Technische Auswirkungen für Entwickler eingebetteter Software 🤖
Für Systemintegratoren bedeutet dies, dass Steuerungs- und Bildverarbeitungsalgorithmen in Werkzeugmaschinen weiterhin den Sicherheitsrichtlinien wie der 2006/42/EG unterliegen.
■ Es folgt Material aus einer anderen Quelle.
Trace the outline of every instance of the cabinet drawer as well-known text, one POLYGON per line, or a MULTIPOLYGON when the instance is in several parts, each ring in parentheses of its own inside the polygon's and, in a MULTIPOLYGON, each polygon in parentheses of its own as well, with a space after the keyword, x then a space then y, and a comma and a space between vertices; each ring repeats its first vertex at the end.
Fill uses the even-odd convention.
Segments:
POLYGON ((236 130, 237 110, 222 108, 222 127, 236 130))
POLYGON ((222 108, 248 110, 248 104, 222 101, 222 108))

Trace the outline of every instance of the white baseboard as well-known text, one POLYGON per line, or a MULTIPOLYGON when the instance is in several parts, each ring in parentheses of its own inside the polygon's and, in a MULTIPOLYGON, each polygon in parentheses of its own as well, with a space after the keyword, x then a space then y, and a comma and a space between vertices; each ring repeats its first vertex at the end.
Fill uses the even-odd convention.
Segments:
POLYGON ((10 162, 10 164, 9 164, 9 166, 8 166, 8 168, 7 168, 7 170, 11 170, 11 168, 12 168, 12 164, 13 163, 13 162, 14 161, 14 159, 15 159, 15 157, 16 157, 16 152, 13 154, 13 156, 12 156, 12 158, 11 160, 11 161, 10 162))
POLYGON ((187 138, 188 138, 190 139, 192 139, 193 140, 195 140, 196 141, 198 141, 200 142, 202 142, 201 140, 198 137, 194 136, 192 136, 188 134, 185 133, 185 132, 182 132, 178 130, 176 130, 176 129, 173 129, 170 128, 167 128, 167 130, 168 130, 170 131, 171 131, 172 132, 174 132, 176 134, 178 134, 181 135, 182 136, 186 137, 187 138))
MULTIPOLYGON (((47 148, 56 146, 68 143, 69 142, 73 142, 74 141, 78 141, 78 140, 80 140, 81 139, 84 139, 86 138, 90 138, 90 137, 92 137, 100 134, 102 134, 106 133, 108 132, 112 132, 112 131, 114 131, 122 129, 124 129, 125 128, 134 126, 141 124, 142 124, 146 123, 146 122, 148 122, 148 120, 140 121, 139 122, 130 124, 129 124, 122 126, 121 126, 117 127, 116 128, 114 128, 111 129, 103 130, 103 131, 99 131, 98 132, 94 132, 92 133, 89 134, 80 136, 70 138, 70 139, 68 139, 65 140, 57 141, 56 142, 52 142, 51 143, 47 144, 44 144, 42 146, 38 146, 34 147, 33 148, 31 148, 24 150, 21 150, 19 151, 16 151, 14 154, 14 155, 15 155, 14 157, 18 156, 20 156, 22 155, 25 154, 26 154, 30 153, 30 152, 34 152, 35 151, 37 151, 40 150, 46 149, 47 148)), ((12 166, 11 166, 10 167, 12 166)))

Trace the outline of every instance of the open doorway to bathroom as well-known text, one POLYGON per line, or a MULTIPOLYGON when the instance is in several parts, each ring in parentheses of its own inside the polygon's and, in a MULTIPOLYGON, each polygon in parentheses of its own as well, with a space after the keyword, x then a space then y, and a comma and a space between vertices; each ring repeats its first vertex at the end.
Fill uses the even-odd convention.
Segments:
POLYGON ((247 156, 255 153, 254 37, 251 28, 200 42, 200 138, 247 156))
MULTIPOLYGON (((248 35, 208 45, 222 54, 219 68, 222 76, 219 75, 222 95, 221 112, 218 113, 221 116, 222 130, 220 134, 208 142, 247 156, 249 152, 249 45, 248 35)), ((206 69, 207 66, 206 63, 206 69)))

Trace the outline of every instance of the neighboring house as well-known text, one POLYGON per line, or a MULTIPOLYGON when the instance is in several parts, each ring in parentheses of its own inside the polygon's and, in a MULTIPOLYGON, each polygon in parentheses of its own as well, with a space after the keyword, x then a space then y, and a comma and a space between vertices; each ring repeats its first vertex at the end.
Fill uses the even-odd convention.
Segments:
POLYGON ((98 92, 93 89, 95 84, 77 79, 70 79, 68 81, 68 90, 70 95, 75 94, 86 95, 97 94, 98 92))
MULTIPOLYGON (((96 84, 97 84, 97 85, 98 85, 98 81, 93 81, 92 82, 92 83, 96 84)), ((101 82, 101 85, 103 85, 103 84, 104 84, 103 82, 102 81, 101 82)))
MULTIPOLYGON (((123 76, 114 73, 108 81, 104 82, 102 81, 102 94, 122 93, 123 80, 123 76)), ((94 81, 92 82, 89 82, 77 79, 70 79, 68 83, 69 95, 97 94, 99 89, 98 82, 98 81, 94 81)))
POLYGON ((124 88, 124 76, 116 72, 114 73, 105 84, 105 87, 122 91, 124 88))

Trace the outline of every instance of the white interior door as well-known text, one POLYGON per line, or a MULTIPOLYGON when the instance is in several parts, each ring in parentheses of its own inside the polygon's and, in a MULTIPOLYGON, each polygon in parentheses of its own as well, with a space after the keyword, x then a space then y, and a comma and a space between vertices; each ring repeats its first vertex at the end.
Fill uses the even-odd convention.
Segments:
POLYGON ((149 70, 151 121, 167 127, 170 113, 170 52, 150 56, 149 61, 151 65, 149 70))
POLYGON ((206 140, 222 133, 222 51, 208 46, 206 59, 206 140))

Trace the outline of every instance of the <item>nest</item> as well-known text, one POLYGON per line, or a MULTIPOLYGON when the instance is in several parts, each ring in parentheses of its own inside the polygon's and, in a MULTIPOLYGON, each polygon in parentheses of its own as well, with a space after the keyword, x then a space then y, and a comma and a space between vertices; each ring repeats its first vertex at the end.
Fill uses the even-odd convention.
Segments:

Eine Zertifizierung der KI-Compliance für Hochrisikosysteme ist nicht erforderlich, wenn das System lediglich Prozesse optimiert, ohne kritische autonome Entscheidungen zu treffen. Die Firmware-Entwicklung kann ohne zusätzliche Änderungen nach den IEC 61508-Standards fortgesetzt werden.
Die industrielle KI atmet auf (und der Anwalt auch) ⚖️
Brüssel hat entschieden, dass hydraulische Pressen keine Erlaubnis zum Denken benötigen. Während existenzielle Chatbots über Papierkram jammern, werden Schweißroboter weiterhin Metall schmelzen, ohne um Verzeihung zu bitten. Allerdings: Wenn ein Roboterarm Überstunden macht und Teile auf den Chef wirft, liegt die Schuld beim Bedienungshandbuch, nicht bei der künstlichen Intelligenz.